D'une part, des témoins ont sans aucun doute menti aux parlementaires. D'autre part, certains, peut-être à cause des années écoulées ou du fait que leur principale source d'information réside dans les documents officiels, n'ont pas relaté l'ambiance du Rwanda des années 90-94, la relation d'extrême proximité entre Français et Hutus, le racisme flagrant envers ces Tutsis d'Ouganda qualifiés de « Khmers noirs », l'évidence que Paris et Kigali travaillaient main dans la main, ce qui a offert aux extrémistes la conviction qu'ils seraient toujours soutenus par la France, quoi qu'ils fassent, y compris l'innommable...
L'univers du secret
Enfin, dans une affaire aussi sombre que la politique menée au Rwanda, et lorsque bien des aspects relèvent des services spéciaux, d'officines plus ou moins connues, d'agents d'influence, de réseaux politiques ou financiers, il est difficile d'arriver à des conclusions sérieuses sans plonger dans cet univers du secret. Or les députés s'y sont refusé. Le monde de la « Françafrique » n'a pas été sondé. Un homme comme Paul Barril, ex-« gendarme de l'Elysée » reconverti dans le renseignement privé, proche du clan du président Juvénal Habyarimana, ayant « travaillé » au Rwanda juste avant et juste après le déclenchement du génocide, n'a pas été auditionné au motif qu'« on n'écoute pas les guignols », selon la sentence d'un parlementaire. Le « guignol » apparaît pourtant à diverses étapes de l'enquête menée par des journalistes ou des universitaires.

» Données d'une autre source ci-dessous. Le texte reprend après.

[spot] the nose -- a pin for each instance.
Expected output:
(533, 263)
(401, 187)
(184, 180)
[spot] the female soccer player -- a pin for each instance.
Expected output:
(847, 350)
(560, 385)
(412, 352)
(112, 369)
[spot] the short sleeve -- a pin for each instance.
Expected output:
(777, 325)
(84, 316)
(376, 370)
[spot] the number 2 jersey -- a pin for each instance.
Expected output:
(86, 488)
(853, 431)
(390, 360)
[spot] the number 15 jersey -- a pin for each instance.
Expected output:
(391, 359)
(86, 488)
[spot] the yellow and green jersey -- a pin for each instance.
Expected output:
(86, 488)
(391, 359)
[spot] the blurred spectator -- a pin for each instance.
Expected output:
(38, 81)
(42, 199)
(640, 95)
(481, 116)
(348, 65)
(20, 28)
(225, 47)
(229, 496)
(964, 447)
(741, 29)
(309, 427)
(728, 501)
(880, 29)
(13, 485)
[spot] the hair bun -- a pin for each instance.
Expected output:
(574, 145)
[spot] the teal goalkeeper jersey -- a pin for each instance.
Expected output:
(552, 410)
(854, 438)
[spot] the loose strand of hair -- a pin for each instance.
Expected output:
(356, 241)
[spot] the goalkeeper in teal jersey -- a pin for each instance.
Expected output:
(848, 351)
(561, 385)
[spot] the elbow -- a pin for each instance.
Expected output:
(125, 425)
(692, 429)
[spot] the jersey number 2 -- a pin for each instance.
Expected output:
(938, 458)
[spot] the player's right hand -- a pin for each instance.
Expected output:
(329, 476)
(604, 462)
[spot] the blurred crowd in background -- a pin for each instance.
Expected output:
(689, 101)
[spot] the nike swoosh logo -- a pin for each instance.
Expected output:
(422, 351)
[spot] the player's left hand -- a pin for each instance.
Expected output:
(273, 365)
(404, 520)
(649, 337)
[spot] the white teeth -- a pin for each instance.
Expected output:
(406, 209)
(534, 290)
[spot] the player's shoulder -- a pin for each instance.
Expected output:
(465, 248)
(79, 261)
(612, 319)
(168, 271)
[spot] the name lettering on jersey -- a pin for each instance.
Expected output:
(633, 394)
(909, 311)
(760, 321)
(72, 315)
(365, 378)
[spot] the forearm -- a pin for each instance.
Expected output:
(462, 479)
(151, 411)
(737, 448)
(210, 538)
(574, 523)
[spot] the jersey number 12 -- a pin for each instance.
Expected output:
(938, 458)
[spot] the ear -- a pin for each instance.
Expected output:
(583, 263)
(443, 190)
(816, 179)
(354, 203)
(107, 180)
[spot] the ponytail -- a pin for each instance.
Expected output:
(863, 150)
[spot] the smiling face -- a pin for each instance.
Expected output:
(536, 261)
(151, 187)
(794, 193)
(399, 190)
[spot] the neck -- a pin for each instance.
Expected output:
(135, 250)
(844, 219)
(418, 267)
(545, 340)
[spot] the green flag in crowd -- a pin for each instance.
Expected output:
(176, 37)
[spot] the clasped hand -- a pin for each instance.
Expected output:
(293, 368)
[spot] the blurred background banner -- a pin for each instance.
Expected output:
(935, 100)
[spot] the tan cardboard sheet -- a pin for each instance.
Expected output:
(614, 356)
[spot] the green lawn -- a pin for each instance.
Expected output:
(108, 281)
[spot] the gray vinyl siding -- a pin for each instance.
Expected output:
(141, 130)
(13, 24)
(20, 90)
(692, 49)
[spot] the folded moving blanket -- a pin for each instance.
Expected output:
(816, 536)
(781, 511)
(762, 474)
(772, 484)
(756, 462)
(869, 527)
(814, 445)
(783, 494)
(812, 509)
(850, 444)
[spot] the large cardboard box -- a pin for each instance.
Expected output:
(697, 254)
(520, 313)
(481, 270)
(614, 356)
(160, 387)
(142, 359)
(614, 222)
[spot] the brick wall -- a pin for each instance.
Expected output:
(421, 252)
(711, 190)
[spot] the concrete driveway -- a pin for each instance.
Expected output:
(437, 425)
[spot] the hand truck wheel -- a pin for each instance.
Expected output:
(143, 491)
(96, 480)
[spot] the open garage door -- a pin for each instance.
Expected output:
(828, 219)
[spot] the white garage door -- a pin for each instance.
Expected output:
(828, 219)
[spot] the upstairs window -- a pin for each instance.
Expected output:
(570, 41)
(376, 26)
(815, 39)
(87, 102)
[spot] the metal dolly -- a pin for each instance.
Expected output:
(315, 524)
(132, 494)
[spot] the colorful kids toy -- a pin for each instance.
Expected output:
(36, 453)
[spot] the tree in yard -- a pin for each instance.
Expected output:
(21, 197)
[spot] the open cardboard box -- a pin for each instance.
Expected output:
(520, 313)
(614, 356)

Le rapport Cazeneuve-Brana ne sera toutefois pas bâti sur les seules auditions publiques. Des investigations sont menées en coulisses. Des progrès auraient été enregistrés. De source informée, on note des « angoisses » dans certains ministères où existerait une volonté de dissimuler des aspects du dossier. « L'étau se resserre », affirme même un député déterminé.
Il faudra patienter jusqu'à l'automne. Le rapport devrait servir la cause de ceux qui, comme Paul Quilès, souhaitent que le Parlement joue à l'avenir un rôle dans le contrôle des opérations militaires, qu'il soit associé aux décisions stratégiques qui engagent le pays dans une aventure diplomatique ou militaire d'envergure, et que l'opinion publique soit mieux informée. Il est en revanche moins évident que ce compte-rendu parlementaire contribue à informer les citoyens sur l'engagement de la France dans un pays où a eu lieu un événement rare et majeur, un génocide, dont l'écho se fera longtemps sentir et qui a diablement écorné l'image de la France dans le monde.